The one bit of foreign school choice evidence discussed in the new Brookings report is a paper by Hsieh and Urquiola reporting results from Chile’s highly regulated voucher-like system. More than a dozen studies of Chile’s voucher system have been conducted, the majority finding that private voucher schools significantly outperform public schools after suitable controls, or that the competition engendered by the program has improved overall academic achievement, attainment, or ultimate earnings of graduates.


Seeming to deviate from this pattern, Hsieh and Urquiola found that the regions in which private school enrollment grew most quickly had overall achievement (of public and private students) that was no better or was even worse than in regions where it grew more slowly. Hsieh and Urquiola concluded from this that increased competition did not improve achievement. But their evidence also supports a quite different conclusion: that regions with bad and worsening public schools drove families more quickly into the private sector.


Hsieh and Urquiola looked at the first 16 years of the program, during which time public schools still enrolled the majority of students (though that share was falling continuously and has since dropped below 50 percent). Overall academic performance was thus still chiefly a function of public school performance, and public schools are protected from private sector competition by receiving extra municipal funding that is not tied to enrollment and to which the private voucher-receiving schools do not have access. So it was never reasonable to expect, based on the design of the Chilean system, that public schools would show significant gains from competitive forces, because those forces never really touched them.


Given the evidence just presented and the fact that the bulk of studies of the Chilean program contradict Hsieh and Urquiola’s conclusion, it seems likely that they did indeed misinterpret their findings.
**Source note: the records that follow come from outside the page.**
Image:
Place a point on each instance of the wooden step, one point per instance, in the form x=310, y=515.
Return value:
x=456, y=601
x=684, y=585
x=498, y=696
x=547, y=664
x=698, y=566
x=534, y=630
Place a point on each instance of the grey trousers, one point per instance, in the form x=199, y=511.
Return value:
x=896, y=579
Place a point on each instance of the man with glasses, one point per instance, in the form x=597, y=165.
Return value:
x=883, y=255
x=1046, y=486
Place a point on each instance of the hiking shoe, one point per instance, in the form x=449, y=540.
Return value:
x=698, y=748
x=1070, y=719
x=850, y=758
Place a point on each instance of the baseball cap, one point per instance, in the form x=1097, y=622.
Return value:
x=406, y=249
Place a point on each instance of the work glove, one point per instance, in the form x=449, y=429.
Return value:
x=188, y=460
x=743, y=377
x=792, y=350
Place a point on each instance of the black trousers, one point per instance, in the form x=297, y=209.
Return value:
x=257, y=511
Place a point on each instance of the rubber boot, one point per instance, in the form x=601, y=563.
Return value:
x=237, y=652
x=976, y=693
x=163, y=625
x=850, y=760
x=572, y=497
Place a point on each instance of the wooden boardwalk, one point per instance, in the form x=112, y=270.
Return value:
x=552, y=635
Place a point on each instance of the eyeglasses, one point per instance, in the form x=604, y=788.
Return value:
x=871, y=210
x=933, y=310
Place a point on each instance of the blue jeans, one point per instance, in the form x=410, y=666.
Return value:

More importantly, Hsieh and Urquiola’s conclusion is not only an aberration within the Chilean research, it is also an aberration within the worldwide literature on the relative merits of market and monopoly provision of education. When I reviewed this research for the Journal of School Choice last year, I found 65 studies reporting 156 separate statistical comparisons of public and private school achievement. When truly market-like programs are compared to monopolistic ones such as U.S. public schooling, the statistically significant results favoring markets outweigh the results favoring monopolies by a margin of 15 to 1 (and they also handily outnumber the insignificant findings).


By offering only the uncharacteristic Hsieh and Urquiola study out of the vast literature just described, the Brookings paper is apt to give readers a mistakenly negative perception of the worldwide evidence. This is particularly true because the authors are avowed supporters of school choice.
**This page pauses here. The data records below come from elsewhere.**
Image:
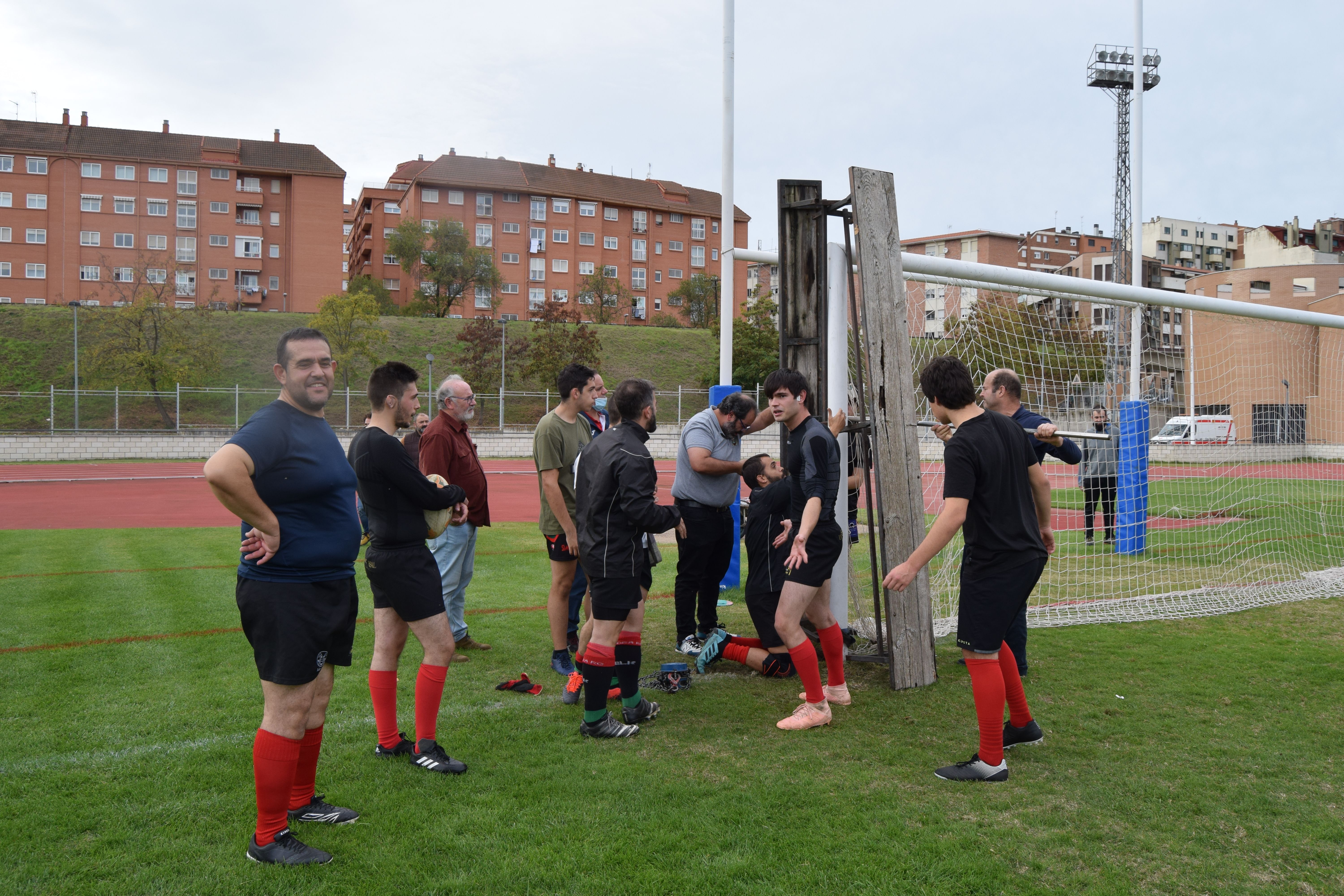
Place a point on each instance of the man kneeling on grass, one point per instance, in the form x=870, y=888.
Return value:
x=768, y=527
x=995, y=492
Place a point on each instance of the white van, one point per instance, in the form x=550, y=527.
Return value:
x=1209, y=431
In the absence of the international evidence, the Brookings authors are forced to resort to theory on several crucial policy issues, such as the need for and merits of state regulation of the marketplace (e.g., with respect to virtual schools) and state information services to supply a perceived gap in information available to parents. Consulting that evidence leads to the conclusion that government regulatory efforts to improve the quality of educational services are ineffective at best and counterproductive at worst (see the paper linked above for the evidence supporting that pattern, and see James Tooley’s The Beautiful Tree for an explanation of its cause). It shows, furthermore, that even illiterate parents in the poorest slums of the third world are not only capable of making wise educational choices for their children in the absence of government advice, but that they are already doing so in massive numbers.
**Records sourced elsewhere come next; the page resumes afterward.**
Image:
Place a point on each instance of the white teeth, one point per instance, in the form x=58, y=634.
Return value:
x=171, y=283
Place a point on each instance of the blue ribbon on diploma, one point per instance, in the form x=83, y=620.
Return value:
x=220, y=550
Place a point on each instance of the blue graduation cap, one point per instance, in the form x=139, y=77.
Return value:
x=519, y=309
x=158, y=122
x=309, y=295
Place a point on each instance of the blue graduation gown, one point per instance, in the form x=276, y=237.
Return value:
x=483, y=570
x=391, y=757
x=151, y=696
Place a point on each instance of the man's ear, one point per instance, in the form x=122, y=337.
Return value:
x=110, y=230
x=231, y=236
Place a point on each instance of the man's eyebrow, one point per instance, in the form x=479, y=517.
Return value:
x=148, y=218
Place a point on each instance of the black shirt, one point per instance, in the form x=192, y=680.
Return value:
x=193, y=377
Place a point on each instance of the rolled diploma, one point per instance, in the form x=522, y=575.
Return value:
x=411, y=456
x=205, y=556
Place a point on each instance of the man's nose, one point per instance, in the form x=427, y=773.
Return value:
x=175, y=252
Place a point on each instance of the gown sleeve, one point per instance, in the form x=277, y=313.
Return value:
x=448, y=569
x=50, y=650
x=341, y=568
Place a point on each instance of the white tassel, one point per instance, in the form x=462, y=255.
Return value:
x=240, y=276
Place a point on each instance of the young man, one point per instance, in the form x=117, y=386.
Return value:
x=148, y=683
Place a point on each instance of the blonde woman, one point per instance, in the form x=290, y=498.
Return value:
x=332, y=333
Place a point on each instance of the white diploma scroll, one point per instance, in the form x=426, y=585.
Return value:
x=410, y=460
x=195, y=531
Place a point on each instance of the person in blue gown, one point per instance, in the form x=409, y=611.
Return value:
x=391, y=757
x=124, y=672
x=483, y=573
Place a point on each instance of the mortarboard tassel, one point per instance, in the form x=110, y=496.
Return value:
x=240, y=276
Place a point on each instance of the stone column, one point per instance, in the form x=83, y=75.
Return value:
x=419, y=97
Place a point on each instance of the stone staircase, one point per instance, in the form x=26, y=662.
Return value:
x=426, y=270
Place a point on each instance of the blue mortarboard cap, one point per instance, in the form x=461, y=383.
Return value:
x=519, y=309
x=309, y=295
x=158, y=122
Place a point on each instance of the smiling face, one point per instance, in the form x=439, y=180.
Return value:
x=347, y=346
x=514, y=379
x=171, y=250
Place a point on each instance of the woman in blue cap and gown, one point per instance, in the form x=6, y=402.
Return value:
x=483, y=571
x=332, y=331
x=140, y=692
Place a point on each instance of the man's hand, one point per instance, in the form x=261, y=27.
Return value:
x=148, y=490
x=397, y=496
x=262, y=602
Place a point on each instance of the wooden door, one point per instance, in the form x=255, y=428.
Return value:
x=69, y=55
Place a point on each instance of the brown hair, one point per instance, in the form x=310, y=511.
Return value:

In addition to the above concern, the practical and constitutional issues I raised in advance of the Brookings report’s publication still apply now that I have read it in full.


That said, this is one of the most benign sorts of disagreements scholars can have, rooted as it is on our having developed our policy recommendations from different data sets. I look forward to hearing how the authors of the Brookings report think the worldwide evidence bears on school choice policy.